I now have the full version installed on my iPhone 15 pro, and I have added my OpenAI key, but none of the models I've selected (3.5 Turbo, 4, 4 Turbo) work. My messages in the chat have a red exclamation next to them which opens an error message stating 'Load failed' when clicked. If I click 'Retry Message' the entire app crashes.

Apologies for the rough edges and bad experience - I’ve just soft launched without announcement til this post. I will have a hotfix up soon. Thanks for the report.
No stress.

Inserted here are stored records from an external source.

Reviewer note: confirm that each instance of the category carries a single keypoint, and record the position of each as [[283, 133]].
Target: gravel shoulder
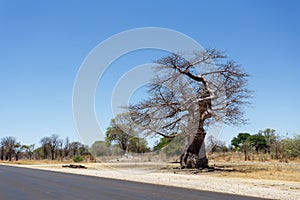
[[250, 187]]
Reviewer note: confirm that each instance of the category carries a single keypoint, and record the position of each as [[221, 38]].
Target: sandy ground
[[250, 187]]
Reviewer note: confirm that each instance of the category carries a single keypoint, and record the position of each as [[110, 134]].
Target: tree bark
[[194, 155]]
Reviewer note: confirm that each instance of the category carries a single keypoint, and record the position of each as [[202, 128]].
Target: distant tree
[[270, 138], [45, 142], [74, 147], [242, 143], [67, 147], [100, 148], [138, 145], [292, 146], [163, 142], [9, 146], [17, 150], [121, 129], [29, 150], [258, 141]]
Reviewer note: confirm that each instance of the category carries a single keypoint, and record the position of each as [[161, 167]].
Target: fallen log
[[75, 166]]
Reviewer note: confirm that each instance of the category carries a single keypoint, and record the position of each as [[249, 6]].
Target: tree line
[[267, 142], [51, 148], [121, 141]]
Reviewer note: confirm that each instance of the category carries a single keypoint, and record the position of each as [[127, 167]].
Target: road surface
[[30, 184]]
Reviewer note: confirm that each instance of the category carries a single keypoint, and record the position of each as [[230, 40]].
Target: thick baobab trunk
[[194, 155]]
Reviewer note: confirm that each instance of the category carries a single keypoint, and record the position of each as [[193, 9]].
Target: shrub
[[78, 158]]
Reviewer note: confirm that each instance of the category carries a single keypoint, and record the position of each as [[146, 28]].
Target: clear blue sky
[[43, 43]]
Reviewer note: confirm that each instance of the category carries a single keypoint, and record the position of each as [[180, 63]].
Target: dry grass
[[231, 166], [260, 167]]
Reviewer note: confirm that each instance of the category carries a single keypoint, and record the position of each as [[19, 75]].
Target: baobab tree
[[190, 93]]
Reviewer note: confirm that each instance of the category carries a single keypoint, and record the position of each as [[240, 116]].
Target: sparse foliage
[[188, 95]]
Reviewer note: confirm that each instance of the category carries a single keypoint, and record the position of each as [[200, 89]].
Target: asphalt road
[[29, 184]]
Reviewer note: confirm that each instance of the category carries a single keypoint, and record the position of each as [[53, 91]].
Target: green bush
[[78, 158]]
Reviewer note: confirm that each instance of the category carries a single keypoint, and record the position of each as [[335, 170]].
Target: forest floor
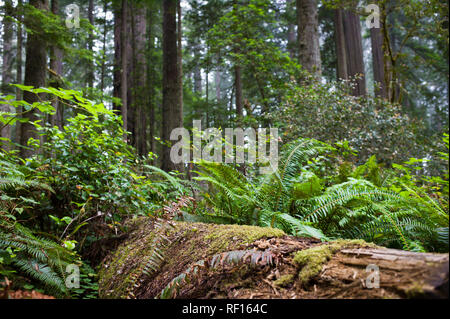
[[248, 262]]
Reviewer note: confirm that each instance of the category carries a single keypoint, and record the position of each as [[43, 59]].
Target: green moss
[[199, 240], [284, 280], [312, 260], [220, 237]]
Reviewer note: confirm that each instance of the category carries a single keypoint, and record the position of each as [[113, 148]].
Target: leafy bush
[[328, 113], [301, 201]]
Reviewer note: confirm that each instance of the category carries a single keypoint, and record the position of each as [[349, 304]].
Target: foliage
[[328, 113], [296, 200], [21, 250]]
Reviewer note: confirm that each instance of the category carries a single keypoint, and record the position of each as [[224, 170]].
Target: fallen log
[[195, 260]]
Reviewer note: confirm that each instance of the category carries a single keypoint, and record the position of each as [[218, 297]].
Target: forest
[[224, 149]]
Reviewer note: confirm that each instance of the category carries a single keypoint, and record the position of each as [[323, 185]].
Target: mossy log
[[196, 260]]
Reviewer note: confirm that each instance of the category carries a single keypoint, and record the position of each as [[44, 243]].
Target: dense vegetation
[[85, 141]]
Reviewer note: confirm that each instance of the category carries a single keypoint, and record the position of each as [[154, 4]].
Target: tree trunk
[[341, 51], [271, 264], [19, 74], [117, 73], [35, 74], [308, 36], [355, 60], [7, 77], [124, 64], [197, 71], [103, 68], [151, 82], [180, 57], [292, 34], [238, 88], [140, 100], [378, 62], [56, 65], [90, 74], [171, 109]]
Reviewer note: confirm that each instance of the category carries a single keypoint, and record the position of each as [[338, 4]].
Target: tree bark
[[292, 34], [7, 67], [197, 71], [180, 55], [355, 60], [341, 51], [124, 64], [19, 63], [35, 74], [103, 68], [308, 36], [271, 264], [238, 88], [140, 100], [117, 55], [56, 56], [90, 77], [171, 109], [378, 62]]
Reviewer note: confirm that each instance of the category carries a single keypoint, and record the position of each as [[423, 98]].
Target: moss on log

Best of luck!
> Do you have the right app, there's no TestFlight just App Store link

On chatonmac.com, the "Download on the App Store" button does not link the App Store for me either - I get a modal titled "Public Beta & Launch Day News" with "Join the TestFlight Beta" and "Launch Day Newsletter Signup Form".

Hello, I like your app and the ethics you push forward. Do you plan to add the possibility to request for Dall-E 3 images within the chat? I’ve yet to find an app which does that and makes me use my own api key
It’s planned. This is just the v1 MVP. I’ll have a hotfix out soon. Thanks for the suggestion and context
Hey I tried the TestFlight. What are the steps after a fresh download for hooking it up to model?

I saw you can spec an OpenAI key but presume it would take llama or something else.

This is really nice to use. Especially compared to MLC. Well done!
Thank you so much for taking the time to try it out!